Nadie nos puede obligar a amar

Autor: Padre Fernando Pascual, L.C.

Fuente: Fuente: es.catholic.net (con permiso del autor)

 

 

El amor nace desde la libertad. Por eso nadie, ni el tirano más poderoso, ni el psicólogo mejor preparado, nos puede obligar a amar.

El poder no subyuga al amor. El poder permite, ciertamente, escoger entre más opciones. Pero no puede determinar lo que cada uno decida libremente, pues las opciones arrancan desde el amor.

Un banquero que tiene en sus cuentas millones de dólares sabe que puede influir, para bien o para mal, en la fortuna o desgracia de miles de trabajadores.
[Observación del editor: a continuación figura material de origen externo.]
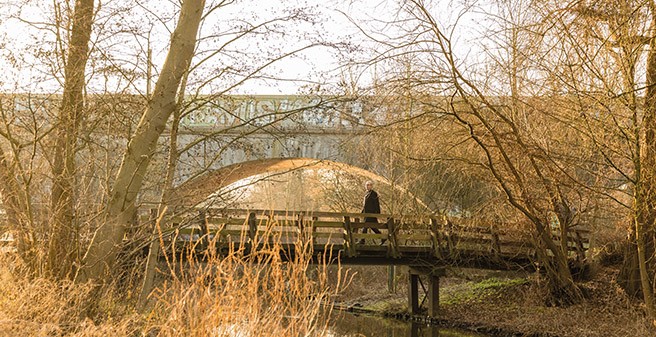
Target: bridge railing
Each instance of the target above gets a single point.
(398, 237)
Si tiene sentido de justicia, si sabe amar, invertirá el dinero de un modo correcto y solidario.

Una familia que acaba de ganar un premio de la lotería puede escoger entre irse de vacaciones a Hawai o a Europa, cuando antes apenas si podían salir de paseo algún fin de semana. Pero también puede quedarse en casa, y dar algo (o mucho) de ese dinero a algunos amigos más pobres.

Hay actos, es verdad, que se realizan o se omiten porque hay un miedo o una amenaza por delante. El descubrir a un policía junto a una calle prohibida nos detiene, aunque tengamos muchas ganas de pasar por allí.

Pero nadie nos puede obligar a amar a otra persona: ni el esposo a la esposa ni la esposa al esposo; ni los padres a los hijos ni los hijos (por más que lloren) a los padres.

El amor ni se compra ni se vende. No depende del “poder” que uno tenga, ni de los millones, ni de las pistolas, ni de la belleza. El amor arranca de lo más profundo del hombre. Por eso ningún ser humano puede obligar a nadie a amar, a querer, a darse a otros.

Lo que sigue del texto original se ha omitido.